DEEP spokesman Dennis Schain said the DEEP stepped away from Access Northeast when a Massachusetts court said electric bill ratepayers in that state could not be forced to pay the cost of building the pipeline through higher bills.

Schain said that decision shifted too much of the cost of the project onto Connecticut ratepayers.

“So we’re saying ‘Let’s back off that,’” Schain said.

However, the problem of how to provide enough energy for New England remains.

Because natural gas is cheap, clean-burning and plentiful, it now is the fuel source that’s generating most of the power in the region. The older, more polluting oil or coal plants are going off-line.

Schain said the problem comes in the peak cold days of winter, when natural gas flows into homes to keep them warm. When that happens, there’s not always enough natural gas to spin the generators at power plants.

Some of those plants can switch over and go back to burning oil, Schain said. ISO New England, which manages the power grid for the region, can also buy electricity from outside the region and use it here.

Which is why the New England states decided to work cooperatively to bring more natural gas to the region.

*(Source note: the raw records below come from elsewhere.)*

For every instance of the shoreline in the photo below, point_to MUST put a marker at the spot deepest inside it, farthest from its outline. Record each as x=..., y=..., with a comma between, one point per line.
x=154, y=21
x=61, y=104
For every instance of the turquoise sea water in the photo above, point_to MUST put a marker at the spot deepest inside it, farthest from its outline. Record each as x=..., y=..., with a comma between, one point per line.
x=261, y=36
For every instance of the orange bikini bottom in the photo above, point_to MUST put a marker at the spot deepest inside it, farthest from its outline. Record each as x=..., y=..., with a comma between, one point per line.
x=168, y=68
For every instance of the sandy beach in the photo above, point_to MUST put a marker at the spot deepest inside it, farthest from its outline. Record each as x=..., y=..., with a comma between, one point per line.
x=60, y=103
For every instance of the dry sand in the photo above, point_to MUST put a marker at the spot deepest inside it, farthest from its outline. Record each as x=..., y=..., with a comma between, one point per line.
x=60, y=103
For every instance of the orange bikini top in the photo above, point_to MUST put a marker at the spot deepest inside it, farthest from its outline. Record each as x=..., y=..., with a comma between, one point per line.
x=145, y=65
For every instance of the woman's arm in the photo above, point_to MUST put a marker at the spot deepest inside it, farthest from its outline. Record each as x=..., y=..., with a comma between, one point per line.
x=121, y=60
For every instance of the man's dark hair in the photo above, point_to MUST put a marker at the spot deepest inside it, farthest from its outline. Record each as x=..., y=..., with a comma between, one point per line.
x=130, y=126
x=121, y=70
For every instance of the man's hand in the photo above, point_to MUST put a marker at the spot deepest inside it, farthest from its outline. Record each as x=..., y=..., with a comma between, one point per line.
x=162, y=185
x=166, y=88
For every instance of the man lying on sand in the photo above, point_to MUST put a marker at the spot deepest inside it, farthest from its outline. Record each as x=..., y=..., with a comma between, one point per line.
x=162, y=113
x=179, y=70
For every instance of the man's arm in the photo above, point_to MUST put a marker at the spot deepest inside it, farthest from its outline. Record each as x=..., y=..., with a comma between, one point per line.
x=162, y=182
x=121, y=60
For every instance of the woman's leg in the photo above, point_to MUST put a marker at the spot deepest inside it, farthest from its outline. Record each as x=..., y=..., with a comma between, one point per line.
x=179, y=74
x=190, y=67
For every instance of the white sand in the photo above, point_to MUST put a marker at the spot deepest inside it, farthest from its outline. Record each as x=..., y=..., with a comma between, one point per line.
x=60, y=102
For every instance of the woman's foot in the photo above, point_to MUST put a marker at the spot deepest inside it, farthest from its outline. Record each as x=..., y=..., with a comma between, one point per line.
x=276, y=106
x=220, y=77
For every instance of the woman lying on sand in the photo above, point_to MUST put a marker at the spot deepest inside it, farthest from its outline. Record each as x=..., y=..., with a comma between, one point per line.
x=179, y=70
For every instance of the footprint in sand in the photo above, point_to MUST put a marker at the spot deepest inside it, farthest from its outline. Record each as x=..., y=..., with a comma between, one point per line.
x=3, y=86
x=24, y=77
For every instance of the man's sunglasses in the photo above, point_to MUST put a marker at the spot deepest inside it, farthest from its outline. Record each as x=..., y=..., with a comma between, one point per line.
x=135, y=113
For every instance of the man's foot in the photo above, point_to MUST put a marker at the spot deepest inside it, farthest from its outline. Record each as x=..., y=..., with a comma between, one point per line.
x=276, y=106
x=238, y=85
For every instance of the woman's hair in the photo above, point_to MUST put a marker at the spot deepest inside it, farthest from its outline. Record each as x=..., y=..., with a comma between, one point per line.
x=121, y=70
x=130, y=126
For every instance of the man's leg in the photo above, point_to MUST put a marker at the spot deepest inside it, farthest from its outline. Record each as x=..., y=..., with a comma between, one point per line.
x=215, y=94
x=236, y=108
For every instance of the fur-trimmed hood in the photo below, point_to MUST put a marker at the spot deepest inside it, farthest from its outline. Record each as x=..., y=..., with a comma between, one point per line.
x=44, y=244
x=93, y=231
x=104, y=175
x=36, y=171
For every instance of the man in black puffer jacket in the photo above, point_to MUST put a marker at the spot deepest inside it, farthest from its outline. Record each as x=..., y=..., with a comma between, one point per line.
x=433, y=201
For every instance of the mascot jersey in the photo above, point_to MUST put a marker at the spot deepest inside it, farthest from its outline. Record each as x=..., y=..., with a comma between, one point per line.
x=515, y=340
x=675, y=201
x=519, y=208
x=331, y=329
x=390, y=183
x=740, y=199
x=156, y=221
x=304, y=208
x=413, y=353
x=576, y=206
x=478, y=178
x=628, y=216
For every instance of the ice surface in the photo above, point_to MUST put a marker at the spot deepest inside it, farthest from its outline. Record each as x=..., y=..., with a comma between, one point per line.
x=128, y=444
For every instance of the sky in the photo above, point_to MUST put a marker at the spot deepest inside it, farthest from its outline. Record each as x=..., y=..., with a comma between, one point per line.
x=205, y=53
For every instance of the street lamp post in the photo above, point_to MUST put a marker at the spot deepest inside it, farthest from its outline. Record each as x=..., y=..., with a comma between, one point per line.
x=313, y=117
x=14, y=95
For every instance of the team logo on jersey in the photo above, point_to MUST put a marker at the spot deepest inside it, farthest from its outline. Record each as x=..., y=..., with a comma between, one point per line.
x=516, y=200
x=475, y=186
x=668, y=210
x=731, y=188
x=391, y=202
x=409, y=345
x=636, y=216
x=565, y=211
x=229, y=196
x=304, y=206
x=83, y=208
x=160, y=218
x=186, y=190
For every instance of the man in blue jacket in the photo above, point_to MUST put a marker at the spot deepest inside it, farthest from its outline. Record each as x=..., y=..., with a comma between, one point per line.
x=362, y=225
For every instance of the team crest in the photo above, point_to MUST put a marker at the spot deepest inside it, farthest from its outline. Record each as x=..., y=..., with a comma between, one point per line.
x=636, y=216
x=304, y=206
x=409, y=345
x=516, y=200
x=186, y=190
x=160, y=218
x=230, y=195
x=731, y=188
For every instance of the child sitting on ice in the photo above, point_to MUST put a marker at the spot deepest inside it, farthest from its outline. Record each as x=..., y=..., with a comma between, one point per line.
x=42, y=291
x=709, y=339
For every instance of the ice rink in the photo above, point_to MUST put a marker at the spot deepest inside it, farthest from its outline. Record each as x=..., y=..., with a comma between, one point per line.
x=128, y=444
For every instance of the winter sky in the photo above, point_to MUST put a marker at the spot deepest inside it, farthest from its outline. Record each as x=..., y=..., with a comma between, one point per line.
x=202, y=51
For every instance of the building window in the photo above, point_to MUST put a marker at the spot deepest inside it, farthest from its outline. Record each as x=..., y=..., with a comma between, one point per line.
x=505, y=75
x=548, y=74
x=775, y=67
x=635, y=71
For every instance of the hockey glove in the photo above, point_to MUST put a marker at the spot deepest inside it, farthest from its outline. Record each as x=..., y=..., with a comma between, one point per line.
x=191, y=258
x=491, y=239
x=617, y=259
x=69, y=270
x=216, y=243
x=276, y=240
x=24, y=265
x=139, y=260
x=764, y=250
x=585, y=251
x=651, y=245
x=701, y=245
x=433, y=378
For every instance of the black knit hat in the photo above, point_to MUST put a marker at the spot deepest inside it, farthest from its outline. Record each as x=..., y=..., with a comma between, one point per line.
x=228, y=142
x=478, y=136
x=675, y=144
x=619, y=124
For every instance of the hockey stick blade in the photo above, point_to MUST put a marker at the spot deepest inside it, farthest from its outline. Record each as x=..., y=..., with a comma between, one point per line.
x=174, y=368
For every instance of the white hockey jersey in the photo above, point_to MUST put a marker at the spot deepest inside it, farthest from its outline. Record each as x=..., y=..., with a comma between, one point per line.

Absent the new pipelines, it’s not clear where those collective plans are going.

Connecticut is bringing more energy into the state — though renewable energy. It recently announced it will join with Massachusetts and Rhode Island to buy energy from nine solar and wind projects that will collectively produce more than 400 megawatts of power.

“Connecticut is a big purchaser of renewable energy and increasingly so,” said Greg Cunningham, director of clean energy and climate change programs for the Conservation Law Foundation in Boston, which, like other environmental groups, is aware of the New Milford project.

Cunningham and Joel Gordes said the not-far-off game-changer will be when some company develops batteries to store energy produced by the sun and the wind, then feed that energy back into the grid. The arguments made against solar and wind energy — their inconstant nature — will go away.

Now, remember the homeowners who want natural gas? About 30 percent of homes in the state use natural gas, compared to about 50 percent in the rest of the Northeast.

Spectra Energy is now expanding sections of the existing Algonquin pipeline in the state, and building more powerful compressors along the line, in hopes of supplying them.

And Cunningham said the Conservation Law Foundation — which does not favor pipelines or big power plants — is OK with that.”

“It’s smaller and more incremental,” he said. “The reasons make sense.”